O autor, que nos escreve usando o nome de Samer, nos narra o dia a dia e as mudanças trazidas em sua vida e na vida das pessoas próximas à ele quando os terroristas declararam como deles aquele território. O que começou como uma revolução síria logo se viu manchado pela imagem cruel de um grupo que não distinguia idades, religiões ou caráter, mas tão apenas se focou em semear o caos e a destruição, usando como desculpa a religião do Islã. Samer nos conta em palavras breves porém cruas e sinceras como foi perder as pessoas próximas à ele, como foi testemunhar as brutais execuções orquestradas pelo grupo e como era realmente a percepção que as pessoas de Raqqa tinham do grupo e do mundo exterior que naquele momento bombardeava a cidade quase que diariamente.
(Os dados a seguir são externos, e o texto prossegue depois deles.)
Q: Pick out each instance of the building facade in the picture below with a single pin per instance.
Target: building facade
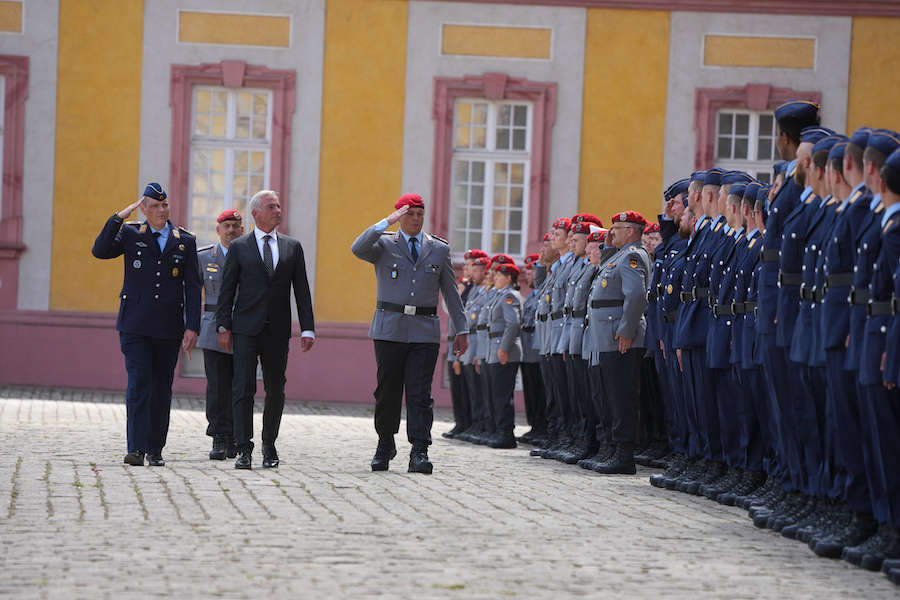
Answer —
(503, 116)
Eu considero esses relatos, qualquer relato sobre a Guerra na Síria, como leitura que deveria ser estimulada no meio literário. Eu vejo as pessoas lerem e relerem sobre a Segunda Guerra, e em muitas resenhas as pessoas dizem o quanto "gostam" dos livros ambientados naquele período. A Guerra da Síria é um assunto de vital importância, não apenas para que alguém goste ou desgoste, mas porque é um conflito atual, que de uma maneira ou outra reflete na minha vida, na tua e na de milhões de pessoas.
A narrativa de "Samer" é muito simples, praticamente básica mesmo. O autor não fica poetizando e nem tenta polemizar, ele apenas nos narra a sua verdade, nua e crua. O importante aqui nesse livro não é nem analisar a narrativa de Samer, mas a veracidade de seu testemunho. Desde que começamos a ler as primeiras linhas dessas passagens escritas por esse jovem sírio, somos praticamente arrebatados para a sua realidade, porque é justamente através de sua simplicidade narrativa que entendemos o quanto tudo aquilo é real, e essa noção de estar lendo e revivendo a vida daquele garoto, é o que nos permite amar as páginas desse livro, pois o leitor entende de uma maneira quase que instantânea a dor e a perda que ocorreu nas vidas de "Samer" e de seus amigos.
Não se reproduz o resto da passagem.